The technological “time savers”, have created a void, that craves to be filled with more technology. The addiction to gadgets to entertain and communicate seems to feed on itself. Take cell phones, for example. The age at which cell phones are given to children is getting younger and younger. And rather than being a tool to use “in case of emergency,” children are using them to communicate to one another through texting, up to and beyond two thousand messages per month! This often occurs not only at home, but in the classroom, or while driving the car. This is obviously distracting at the least, and dangerous at most. In the classroom texting has replaced the old “note passing” of the preceding generation, and handily competes with the somewhat archaic voice of the teacher, who has to now vie for the students’ attention.The teacher also has to compete with technological systems that are able to shovel in information at a much faster rate than the words of a mere human being. This can create boredom, which can lead to behavioral problems in students.
Children are now learning to give and receive information in a two-dimensional world, primarily through their eyes and fingers, and lack the three dimensional person to person contact, which uses all of their five senses. The enjoyment of actually “being with ” another human being is not experienced as often as communicating with technological tools. The verbal communication skills of children of all ages has atrophied, leaving relational gaps with not only their peers, but parents and teachers as well.

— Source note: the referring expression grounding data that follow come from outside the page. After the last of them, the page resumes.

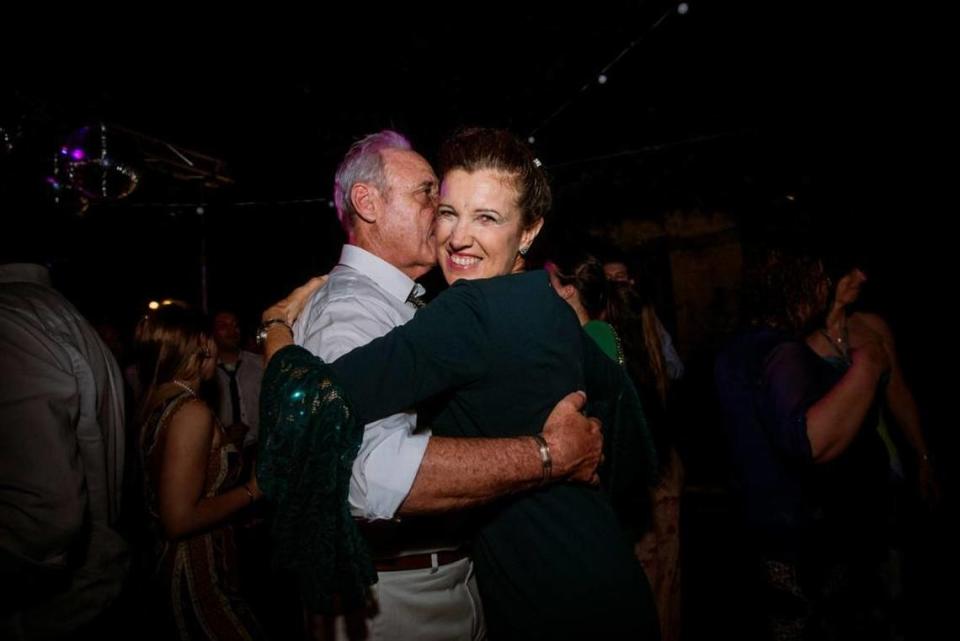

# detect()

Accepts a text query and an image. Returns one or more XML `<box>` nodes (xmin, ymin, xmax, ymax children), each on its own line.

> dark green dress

<box><xmin>328</xmin><ymin>270</ymin><xmax>659</xmax><ymax>640</ymax></box>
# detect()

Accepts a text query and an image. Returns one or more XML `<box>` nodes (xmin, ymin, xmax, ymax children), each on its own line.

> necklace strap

<box><xmin>820</xmin><ymin>328</ymin><xmax>851</xmax><ymax>363</ymax></box>
<box><xmin>172</xmin><ymin>379</ymin><xmax>196</xmax><ymax>396</ymax></box>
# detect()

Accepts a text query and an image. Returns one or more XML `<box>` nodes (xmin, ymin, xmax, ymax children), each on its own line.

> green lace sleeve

<box><xmin>257</xmin><ymin>345</ymin><xmax>377</xmax><ymax>614</ymax></box>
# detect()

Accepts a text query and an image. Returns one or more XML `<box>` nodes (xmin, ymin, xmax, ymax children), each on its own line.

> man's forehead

<box><xmin>383</xmin><ymin>148</ymin><xmax>437</xmax><ymax>184</ymax></box>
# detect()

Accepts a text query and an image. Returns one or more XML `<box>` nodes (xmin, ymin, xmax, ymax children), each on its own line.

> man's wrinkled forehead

<box><xmin>382</xmin><ymin>148</ymin><xmax>438</xmax><ymax>188</ymax></box>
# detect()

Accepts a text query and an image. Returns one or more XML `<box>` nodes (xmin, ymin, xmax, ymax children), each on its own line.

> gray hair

<box><xmin>334</xmin><ymin>130</ymin><xmax>413</xmax><ymax>234</ymax></box>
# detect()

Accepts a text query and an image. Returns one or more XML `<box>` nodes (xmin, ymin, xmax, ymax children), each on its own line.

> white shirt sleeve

<box><xmin>298</xmin><ymin>292</ymin><xmax>429</xmax><ymax>521</ymax></box>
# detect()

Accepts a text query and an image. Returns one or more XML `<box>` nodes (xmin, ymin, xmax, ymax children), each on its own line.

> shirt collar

<box><xmin>338</xmin><ymin>245</ymin><xmax>425</xmax><ymax>304</ymax></box>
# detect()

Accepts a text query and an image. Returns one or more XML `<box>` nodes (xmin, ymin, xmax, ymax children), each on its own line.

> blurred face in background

<box><xmin>603</xmin><ymin>261</ymin><xmax>632</xmax><ymax>284</ymax></box>
<box><xmin>212</xmin><ymin>312</ymin><xmax>241</xmax><ymax>353</ymax></box>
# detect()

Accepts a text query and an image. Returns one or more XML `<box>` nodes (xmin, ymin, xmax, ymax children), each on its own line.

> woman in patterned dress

<box><xmin>135</xmin><ymin>303</ymin><xmax>265</xmax><ymax>640</ymax></box>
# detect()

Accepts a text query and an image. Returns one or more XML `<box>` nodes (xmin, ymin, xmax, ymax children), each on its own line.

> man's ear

<box><xmin>351</xmin><ymin>183</ymin><xmax>379</xmax><ymax>224</ymax></box>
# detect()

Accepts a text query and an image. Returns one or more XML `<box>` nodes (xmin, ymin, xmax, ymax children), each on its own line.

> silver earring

<box><xmin>519</xmin><ymin>246</ymin><xmax>529</xmax><ymax>256</ymax></box>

After school and week-end time has shifted from unstructured social and physical activity, to one of passive interaction with a TV screen, computer monitor, or video game system. This is, of course,is interrupted by the sending and receiving of text messages. There is increasingly less and less to talk about with parents, and others in the community, as life is lived on a pseudo, vicarious level. This type of life may be appealing because it is less risky. It is easier to send an e-mail, or text to confront someone, than to do it in person. But there is a whole dimension of living that is virtually untapped in childrens’ lives. And, if left untapped, if will affect their ability to perform well on a job interview, or communicate well with their spouses, children and co-workers in the future.
Although the age of technology has come with amazing benefits, I would like to offer some practical suggestions to add a variety of experiences to a child’s growth and development. After all, as parents we are responsible to care for and nurture the ones entrusted to us. This includes their emotional, spiritual, and mental well being. First of all, block off some portion of each day as “quiet time”. This is not the punishment of “time out”, but rather a time to reflect, read, or actually talk to someone. Second, limit the use of video systems, gadgets, computer, t.v., etc., to encourage unstructured physical activity, or creative play time.. Any of these may seem like archaic activities, but can begin to offer a pulse to the creative mind hidden within each child. Lastly, take the parental reins that have been given to you, and set some goals and boundaries. Talk about them with your children. Embrace your role as a parent, and don’t be afraid to go against the tide!